Thursday, February 29, 2024

Here Comes Santa Claus

The holiday season is fast approaching, and in Meaford the season will officially kick off next week, as the second annual Christmas on the Bay event will be held over four days at Market Square beside Meaford Hall, beginning Thursday, November 30.

The Christmas on the Bay event includes a traditional market that is a nod to the traditional holiday season markets one might find in European cities, along with live music and entertainment, not to mention edible treats and warm apple cider. The first event last year was well received by residents and visitors alike, and organizers are hoping to build upon the success of last year’s event.

As always, one of the highlights of the holiday season will be the arrival of the jolly ole fellow himself as the Kinsmen Club brings us their annual Santa Claus parade on Saturday, December 2, beginning at 5:15 p.m.

The Santa Claus parade is always highly anticipated. When I first moved to Meaford from the ever growing city of Barrie back in October of 2005, some 18 years ago, my own children were still young, and the first major event held in my new home town was the Santa Claus parade. Unlike the annual parade in Barrie, which was always held during daylight hours, Meaford’s parade offered something different given its early evening start time, and so it held a little extra magic for my then youngsters. My sons always looked forward to coming to Meaford for the Santa Claus parade, and after standing in the chilly air for the duration of the parade, they loved to explore the downtown shops, mostly for the treats they would find, along with a steaming cup of hot chocolate. There are some things that small towns just do better than larger communities, and from my perspective, the Santa Claus parade is one of those things.

My sons are grown men now with busy careers, so parades aren’t currently very high on their priority lists, though that will no doubt change should they start families at some point in the future. However there will be no shortage of youngsters lining Sykes Street next Saturday eager to see the man in red arrive in town, officially kicking off the holiday shopping season.

As magical as the Santa Claus parade, or the Christmas on the Bay event might be, as I noted in an editorial last year this time of the year can also be extremely stressful for many. I like to remind folks that the stresses we experience are most often self-induced as we embark on a quest to create the perfect celebrations for our families and friends.

For those celebrating holidays over the coming weeks, there can be pressure to host the perfect family gathering, or to purchase just the right gifts to bring smiles to the faces of family members. While such pressures might be minor in nature, they can build on one another, frazzling nerves and spoiling what should be a festive time.

The pressures of the season are not just for those busy organizing family gatherings. For some, this is an extremely lonely time of the year. Those without family members to gather with can find themselves on the outside looking in at what can feel like the perfect lives of others as they gather, and hug, and smile during this festive time.

December is a complicated and frustrating month for many, and it can be easy to let the stress of the season boil over into frustration and despair. At this time of year it can be worthwhile to remind everyone that perspective is everything.

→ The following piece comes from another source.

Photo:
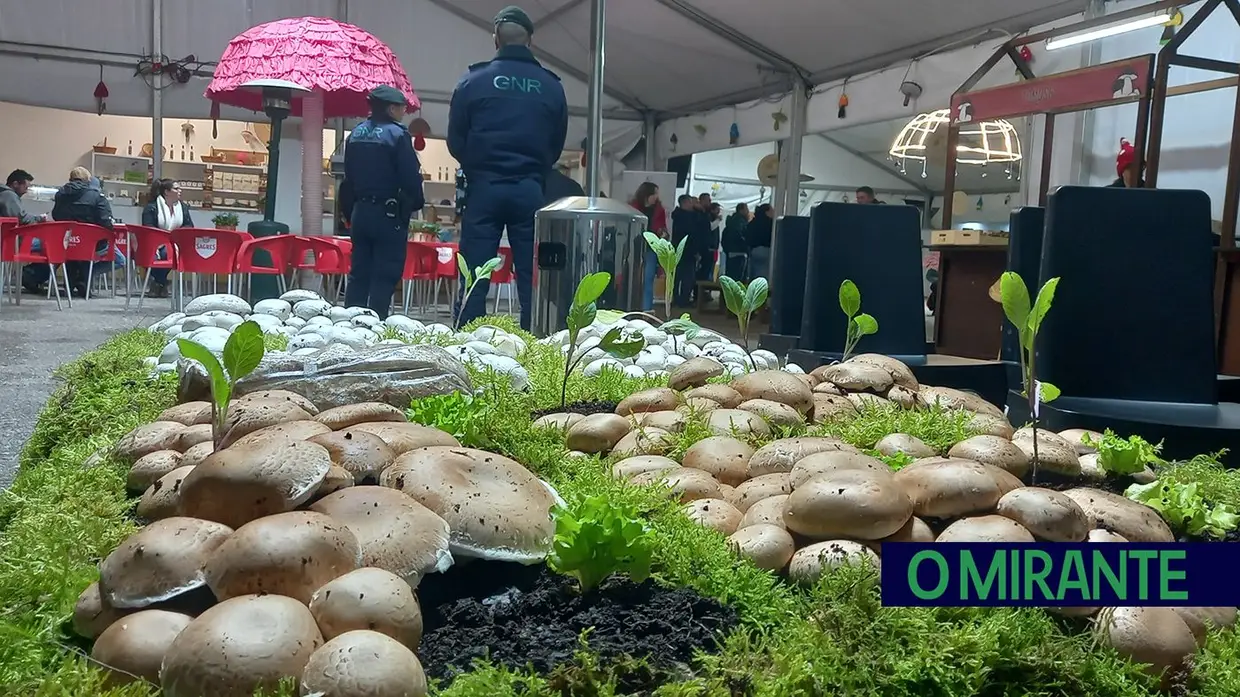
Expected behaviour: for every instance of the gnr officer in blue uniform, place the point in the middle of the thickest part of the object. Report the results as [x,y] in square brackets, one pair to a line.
[506,128]
[381,191]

The holiday season can create a feeling of urgency to get everything done before the magic date of celebration, whatever that might be for you personally, yet there is no need for urgency, there is no need to heap stressors upon ourselves over something as simple and ultimately inconsequential in the grand scheme as a holiday.

The best advice I have ever heard when it comes to dealing with the stress of the holiday season came from a friend during a conversation last year, when they noted that we need to stop striving for perfection, but instead let the holiday be whatever it turns out to be, and to simply be thankful to be surrounded by family and friends, or if you are alone for the holidays, to be thankful for the simple things, like having a warm home, or food in the fridge.

Simple words that should be simple enough to implement, but we humans are complex beings. My friend told me that their secret to having a fantastic holiday season is to maintain perspective, and to not fall into the traps of finding the perfect gifts or hosting the perfect gathering, but instead to simply be thankful to be in a position to celebrate anything at all, and to recognize that for many around the world there is little to celebrate at this moment in time. So though your tree might not be perfect, or your turkey might not be as large as you had hoped, the very fact that you can gather with friends and family for no reason other than celebration is an enormous gift itself.

As I wrote at this time last year, don’t let this holiday season steal your sanity. Instead, maintain perspective, and appreciate the simple things that we all enjoy in the relative safety and sanity of Canada. A simple tour around international news websites will reinforce the notion that, no matter how bad things might feel in our own daily lives, or no matter how frazzled we might get when preparing for holiday family gatherings, those are minor issues, mere bumps in the road when compared to what some of our fellow humans are experiencing around the globe as we enter what we consider to be the holiday season.

Whatever you celebrate, or if you celebrate nothing at all, I hope the coming weeks are filled with joy and relaxation, and are absent of stress and frustration. We are among the wealthiest and safest people on the planet, something for which we should all be thankful, holiday season or not.